It does not, because argument maps visually represent structural features of arguments that are not visually represented in the standard premise/conclusion form (such as chunking premises into groups when they only jointly support a conclusion). These kinds of features also allow argument maps to represent complex lines of argument that have multiple sub-arguments in a manner that is much easier to parse and process than the equivalent premise-conclusion form (which would either just be one giant argument, or would have to incorporate some elements of argument mapping in order to chunk out the sub arguments and show how they feed into the overall argument). Argument mapping also can very easily an nicely differentiate objecting arguments from supporting arguments via visual cues such as color.

Paul
Paul
5 years ago

Justin, the link to the article (in your last intro paragraph) contains an “author-access-token” followed by an impossibly long string of code. The canonical and permanent link is:doi:10.1038/s41539-018-0038-5 currently mapped to sensibly-named https://www.nature.com/articles/s41539-018-0038-5 for reading online and https://www.nature.com/articles/s41539-018-0038-5.pdf for offline reading.

Simon, first, let me thank you and your team for this work. At this milestone, I would suggest focusing on the MIT-licensed open source aspect of your work if you wish to maximize its impact in ways you cannot imagine..

You might consider a DOI for the open source portion (mapjs at https://github.com/mindmup/mapjs ) of the proprietary code that powers the mindmup.com server – for those who don’t need classroom management features and for those who need or prefer offline use in any case.
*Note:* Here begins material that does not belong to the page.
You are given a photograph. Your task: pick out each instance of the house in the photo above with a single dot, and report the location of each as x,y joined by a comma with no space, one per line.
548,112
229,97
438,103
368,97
But first, please consider beefing up the install instructions for those new to node.js and npm.

Software used in academic research and teaching (including the several symbolic logic programs recently featured here on Daily Nous) deserves a truly permanent home and citable reference beyond (in addition to) GitHub – for several good reasons, your CV amongst them, but also including basic reproducibility of a specific study and a far stronger guarantee of permanent accessibility than GitHub alone provides. (GitHub repositories may be deleted at will of account owner).

May I echo Peter Suber in recommending the free, green access depository for code, data, papers, etc. operated by CERN: Zenodo https://zenodo.org/ I have more faith in this than any institutional depository on the planet. This best-of-breed free depository allows DOI versioning of an ever-changing linked GitHub repository. See the very short GitHub Guide, “Making Your Code Citable” at https://guides.github.com/activities/citable-code/ and the Help FAQ at Zenodo. Your code and test data (latter not necessarily open access, though its meta-data will be) could live in the same stable infrastructure that houses data for the Large Hadron Collider.Cool!

Great work so far; a little gold plating is in order. Let it shine! Thanks!